What type of flattery can an artist ask for than to be covered by another band? On this weeks Covered series, washed out noise artists Spiritualized cover Junior Kimbrough’s song Sad Days, Lonely Nights.
The month of October has been dedicated to Delta Blues Artist Junior Kimbrough. Junior was a hard working man who made blues music for 40+ years, owned two juke joints, and fathered 27+ kids before he was discovered and recorded with Fat Possum records. Again, one of my favorite record labels of all time. His music is strong, hypnotizing, hauntingly beautiful, and always so lovelorn it gives you that sense of true pain that a blues musician feels.
One of his songs that best embodies this sense of aimless and fluidic movement of feeling is the song “Sad Days, Lonely Nights.” The titular song was released in 1992 on Junior’s second album. He would go on to only record one more album in 1997 titled “Do the Rump.” As previously stated, the reason why I enjoy this song is because it really sticks to the emotions and feelings that the blues can evoke in a listener. His lyrics are slightly garbled and lost in the blithering blues rhythms and heavy drum beat. This song is one that i imagine playing in a lowly shack down an aimless dirt road with people swinging and swaying. Moonshine flying around and people jiving and having a good time. Almost like the devil was on the jukebox and all were entrenched by his power. It’s a tour de force of music.
When the cover album “Sunday Nights: The Covers of Junior Kimbrough” was released in 2005, buzz and noise artists Spiritualized decided to take a stab at the song and add their own signature to the haunting piece of music. What I first expected from a cover like this was a lot of incoherent buzz and reverb from amplifiers and a loss of form and a provencial favoritism to making the music as dissonent as possible. Not to say anything negative about Spiritualism, I personally love that sound. But to say you love a band like that you really have to ask yourself, do you like them because they are a good band or do you like the novelty of them and it makes you look cool?
Spiritualized is an English alt-noise (or more accepted space rock) band formed in 1990 by Jason Pierce. Their music is very experimental focusing on the surrealist image that noise can bring to an audience rather than a traditional rock AABA format. In 1993, Spiritualized was asked to open for Depeche Mode and was booed and met with a lot of blank stares during the tour. However, they have been a heavy influence on many bands and their music has made me an avid fan of noise and sounds. I was first truly intoxicated by their sound on the album “Songs in A&E” released in 2008. Every song was literally composed in either A or E chords and was a concept album that at first I was greatly bored with but upon further listening ventures, I realized (and also if you play REALLY REALLY LOUD) the music was more of an emotional and qauntitative journey that could not be given the exposition of good or bad. But that understanding of emotion in music I believe makes them a great band to appreciate Junior Kimbrough.
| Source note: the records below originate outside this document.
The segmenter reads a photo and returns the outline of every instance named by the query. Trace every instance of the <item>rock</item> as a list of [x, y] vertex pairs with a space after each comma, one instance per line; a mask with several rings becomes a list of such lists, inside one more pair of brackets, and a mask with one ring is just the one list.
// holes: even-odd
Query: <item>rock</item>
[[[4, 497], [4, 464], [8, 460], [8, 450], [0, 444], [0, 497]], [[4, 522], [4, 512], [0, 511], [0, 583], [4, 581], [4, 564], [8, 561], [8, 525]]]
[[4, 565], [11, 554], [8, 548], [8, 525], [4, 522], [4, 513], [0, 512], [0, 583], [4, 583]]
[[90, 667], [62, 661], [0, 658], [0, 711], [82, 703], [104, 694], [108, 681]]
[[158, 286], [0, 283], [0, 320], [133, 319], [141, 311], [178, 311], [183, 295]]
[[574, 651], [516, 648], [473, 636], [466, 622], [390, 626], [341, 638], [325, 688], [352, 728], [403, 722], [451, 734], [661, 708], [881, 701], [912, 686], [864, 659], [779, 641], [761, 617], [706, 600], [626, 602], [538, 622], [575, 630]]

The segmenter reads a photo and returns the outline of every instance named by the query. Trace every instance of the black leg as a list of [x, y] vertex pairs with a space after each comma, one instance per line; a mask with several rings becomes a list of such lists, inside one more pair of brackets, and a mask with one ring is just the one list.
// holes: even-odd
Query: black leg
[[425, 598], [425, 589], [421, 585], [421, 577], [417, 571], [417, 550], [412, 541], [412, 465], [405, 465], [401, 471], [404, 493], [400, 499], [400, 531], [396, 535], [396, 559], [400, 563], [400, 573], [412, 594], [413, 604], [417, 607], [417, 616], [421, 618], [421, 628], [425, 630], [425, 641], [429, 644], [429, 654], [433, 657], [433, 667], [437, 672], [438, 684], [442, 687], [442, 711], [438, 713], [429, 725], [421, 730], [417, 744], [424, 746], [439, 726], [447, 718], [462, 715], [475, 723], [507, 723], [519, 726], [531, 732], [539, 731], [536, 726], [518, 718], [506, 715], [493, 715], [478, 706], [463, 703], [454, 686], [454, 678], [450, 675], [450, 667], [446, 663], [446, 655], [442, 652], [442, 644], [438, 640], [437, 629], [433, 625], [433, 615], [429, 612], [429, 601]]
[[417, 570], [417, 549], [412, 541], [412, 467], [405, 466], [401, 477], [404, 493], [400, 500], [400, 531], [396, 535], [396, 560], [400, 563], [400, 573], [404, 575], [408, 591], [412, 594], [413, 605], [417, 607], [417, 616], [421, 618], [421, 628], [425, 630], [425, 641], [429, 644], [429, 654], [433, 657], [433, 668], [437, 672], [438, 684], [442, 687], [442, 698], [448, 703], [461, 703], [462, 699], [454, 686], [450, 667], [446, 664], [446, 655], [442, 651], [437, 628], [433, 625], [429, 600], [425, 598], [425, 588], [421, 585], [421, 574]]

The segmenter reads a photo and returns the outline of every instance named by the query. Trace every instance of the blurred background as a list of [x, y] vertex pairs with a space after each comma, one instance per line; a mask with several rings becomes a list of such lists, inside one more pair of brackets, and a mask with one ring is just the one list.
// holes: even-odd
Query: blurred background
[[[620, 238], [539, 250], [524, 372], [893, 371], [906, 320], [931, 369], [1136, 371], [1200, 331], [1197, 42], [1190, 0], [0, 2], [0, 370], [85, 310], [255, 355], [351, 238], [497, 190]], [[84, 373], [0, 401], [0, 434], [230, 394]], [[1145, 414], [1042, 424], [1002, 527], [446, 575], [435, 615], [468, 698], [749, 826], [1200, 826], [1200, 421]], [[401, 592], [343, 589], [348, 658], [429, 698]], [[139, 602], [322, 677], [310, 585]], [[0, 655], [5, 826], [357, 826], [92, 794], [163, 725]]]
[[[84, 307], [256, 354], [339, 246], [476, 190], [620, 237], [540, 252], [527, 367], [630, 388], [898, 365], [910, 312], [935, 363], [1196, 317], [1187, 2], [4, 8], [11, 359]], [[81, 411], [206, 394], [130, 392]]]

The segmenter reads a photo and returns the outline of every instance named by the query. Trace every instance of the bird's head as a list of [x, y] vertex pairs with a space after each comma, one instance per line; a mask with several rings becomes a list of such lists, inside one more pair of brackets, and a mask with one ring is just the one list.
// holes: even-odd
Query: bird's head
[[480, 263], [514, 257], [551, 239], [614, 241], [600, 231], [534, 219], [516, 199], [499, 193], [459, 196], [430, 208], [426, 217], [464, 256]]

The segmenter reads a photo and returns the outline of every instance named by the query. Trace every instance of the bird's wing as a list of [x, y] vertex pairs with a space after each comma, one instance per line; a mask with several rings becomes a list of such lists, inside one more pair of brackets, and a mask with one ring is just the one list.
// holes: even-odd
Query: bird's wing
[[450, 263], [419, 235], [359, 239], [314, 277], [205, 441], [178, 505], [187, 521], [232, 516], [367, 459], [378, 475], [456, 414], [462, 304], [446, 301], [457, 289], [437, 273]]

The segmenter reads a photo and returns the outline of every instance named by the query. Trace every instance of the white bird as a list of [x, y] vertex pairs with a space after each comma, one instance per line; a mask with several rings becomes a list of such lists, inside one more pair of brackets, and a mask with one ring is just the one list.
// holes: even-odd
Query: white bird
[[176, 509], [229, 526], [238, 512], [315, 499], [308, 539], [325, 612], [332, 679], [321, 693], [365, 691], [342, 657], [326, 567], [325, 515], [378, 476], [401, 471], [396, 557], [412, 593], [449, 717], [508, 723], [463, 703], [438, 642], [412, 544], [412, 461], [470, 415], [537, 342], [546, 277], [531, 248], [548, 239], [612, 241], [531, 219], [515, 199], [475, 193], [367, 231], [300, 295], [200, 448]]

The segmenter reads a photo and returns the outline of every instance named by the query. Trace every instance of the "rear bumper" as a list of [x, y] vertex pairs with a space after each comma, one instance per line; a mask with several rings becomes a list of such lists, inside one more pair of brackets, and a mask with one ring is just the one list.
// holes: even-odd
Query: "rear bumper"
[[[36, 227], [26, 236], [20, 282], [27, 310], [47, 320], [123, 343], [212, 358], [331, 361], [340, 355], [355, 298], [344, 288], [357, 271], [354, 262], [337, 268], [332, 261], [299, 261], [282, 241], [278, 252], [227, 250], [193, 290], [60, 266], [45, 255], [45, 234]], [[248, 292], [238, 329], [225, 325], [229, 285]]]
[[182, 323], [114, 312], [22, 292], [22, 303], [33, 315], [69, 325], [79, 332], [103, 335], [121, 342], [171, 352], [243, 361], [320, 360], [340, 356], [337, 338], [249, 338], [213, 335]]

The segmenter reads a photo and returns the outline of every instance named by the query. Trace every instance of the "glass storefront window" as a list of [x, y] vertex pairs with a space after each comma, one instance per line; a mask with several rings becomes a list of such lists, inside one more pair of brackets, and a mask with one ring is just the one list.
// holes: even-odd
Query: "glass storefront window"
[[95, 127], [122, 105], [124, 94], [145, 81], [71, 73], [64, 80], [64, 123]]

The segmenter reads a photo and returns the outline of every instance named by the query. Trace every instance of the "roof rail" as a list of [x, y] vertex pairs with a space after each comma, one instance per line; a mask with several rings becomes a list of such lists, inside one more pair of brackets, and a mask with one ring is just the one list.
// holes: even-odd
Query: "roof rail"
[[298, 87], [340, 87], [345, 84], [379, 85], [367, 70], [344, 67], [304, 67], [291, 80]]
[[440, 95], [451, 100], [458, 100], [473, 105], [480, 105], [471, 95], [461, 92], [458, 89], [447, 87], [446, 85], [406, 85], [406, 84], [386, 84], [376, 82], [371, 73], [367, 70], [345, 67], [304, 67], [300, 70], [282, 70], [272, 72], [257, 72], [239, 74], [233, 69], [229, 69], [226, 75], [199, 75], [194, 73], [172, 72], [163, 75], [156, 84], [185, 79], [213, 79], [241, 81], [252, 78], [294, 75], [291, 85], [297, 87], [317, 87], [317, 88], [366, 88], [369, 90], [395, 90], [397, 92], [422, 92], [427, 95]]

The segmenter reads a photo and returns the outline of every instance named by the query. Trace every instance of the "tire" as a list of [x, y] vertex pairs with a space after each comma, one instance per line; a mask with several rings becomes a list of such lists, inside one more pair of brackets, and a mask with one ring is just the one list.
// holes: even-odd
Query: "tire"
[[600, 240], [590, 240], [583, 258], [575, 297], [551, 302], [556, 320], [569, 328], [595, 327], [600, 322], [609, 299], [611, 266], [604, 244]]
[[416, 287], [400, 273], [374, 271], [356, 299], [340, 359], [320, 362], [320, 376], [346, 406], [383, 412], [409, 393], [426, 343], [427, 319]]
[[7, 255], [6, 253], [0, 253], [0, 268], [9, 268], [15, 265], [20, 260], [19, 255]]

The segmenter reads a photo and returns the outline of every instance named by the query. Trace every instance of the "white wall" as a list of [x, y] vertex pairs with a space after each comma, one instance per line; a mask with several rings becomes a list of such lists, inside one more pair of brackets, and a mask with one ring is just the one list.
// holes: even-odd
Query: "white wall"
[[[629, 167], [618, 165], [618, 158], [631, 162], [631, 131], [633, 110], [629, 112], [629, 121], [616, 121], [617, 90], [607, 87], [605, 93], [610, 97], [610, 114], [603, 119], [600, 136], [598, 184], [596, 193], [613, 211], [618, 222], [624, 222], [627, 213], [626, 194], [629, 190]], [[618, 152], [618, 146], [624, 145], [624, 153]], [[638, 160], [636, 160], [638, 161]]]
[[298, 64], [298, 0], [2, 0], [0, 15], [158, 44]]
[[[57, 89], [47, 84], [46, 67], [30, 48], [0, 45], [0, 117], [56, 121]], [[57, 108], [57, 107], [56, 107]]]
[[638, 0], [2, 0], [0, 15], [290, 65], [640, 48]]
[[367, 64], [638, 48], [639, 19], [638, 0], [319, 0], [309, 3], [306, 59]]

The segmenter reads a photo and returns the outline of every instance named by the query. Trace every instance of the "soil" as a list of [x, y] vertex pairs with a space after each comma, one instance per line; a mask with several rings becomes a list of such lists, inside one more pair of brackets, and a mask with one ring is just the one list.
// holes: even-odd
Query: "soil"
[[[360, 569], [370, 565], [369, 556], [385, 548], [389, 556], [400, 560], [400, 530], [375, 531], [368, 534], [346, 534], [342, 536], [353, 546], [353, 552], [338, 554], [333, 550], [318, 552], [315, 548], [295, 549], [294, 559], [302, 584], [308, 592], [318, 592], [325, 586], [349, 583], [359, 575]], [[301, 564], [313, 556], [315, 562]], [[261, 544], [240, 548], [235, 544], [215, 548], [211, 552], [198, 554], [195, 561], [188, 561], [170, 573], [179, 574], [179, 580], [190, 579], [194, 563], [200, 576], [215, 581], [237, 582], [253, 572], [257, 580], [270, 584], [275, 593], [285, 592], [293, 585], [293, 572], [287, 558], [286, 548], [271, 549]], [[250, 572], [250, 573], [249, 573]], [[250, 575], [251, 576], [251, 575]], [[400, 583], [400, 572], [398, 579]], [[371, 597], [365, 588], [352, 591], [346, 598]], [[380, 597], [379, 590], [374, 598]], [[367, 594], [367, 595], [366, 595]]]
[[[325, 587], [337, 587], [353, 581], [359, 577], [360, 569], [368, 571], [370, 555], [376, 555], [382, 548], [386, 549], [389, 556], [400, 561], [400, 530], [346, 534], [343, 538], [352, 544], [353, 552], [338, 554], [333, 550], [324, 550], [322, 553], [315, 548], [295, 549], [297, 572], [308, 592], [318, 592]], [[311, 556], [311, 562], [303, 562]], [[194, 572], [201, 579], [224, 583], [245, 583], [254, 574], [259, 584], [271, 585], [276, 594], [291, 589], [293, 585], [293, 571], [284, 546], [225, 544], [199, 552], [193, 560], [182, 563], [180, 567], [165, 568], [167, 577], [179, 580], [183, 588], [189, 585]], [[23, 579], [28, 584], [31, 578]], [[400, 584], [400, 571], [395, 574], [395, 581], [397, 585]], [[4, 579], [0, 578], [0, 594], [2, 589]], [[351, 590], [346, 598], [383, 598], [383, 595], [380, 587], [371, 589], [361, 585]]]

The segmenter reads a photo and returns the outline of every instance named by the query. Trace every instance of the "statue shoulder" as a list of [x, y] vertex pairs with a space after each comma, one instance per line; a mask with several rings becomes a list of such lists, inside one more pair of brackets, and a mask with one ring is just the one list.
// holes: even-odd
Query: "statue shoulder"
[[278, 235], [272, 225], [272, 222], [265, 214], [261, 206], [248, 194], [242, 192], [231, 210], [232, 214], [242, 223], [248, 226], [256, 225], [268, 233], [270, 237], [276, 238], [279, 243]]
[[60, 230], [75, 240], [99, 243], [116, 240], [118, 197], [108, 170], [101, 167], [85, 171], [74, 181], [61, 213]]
Well first things first, yes, they do in fact bring in a lot of incoherent noise babble into the cover. But surprisingly, that is definitely in no way a bad thing. Instead of doing a straightforward cover, Spiritualized decided to maintain the emotion and feeling of the song. The repetitive guitar chanting, the heavy drum kit hits, and the droning chorus. But to add to the voodoo like intoxication and late night mindless dancing mood, they add the reverb as an accent to the song and allows for you to close your eyes and become transported to a world where your soul is set free and allowed for a moment to dance with the devil. The part that I liked about the cover the most is that instead of singing, they decided to remove most of the lyrics and maintain a strong focus on the mood that the song embodies. It is a great modernization of a fantastic Delta Blues classic and definitely worth a comparison.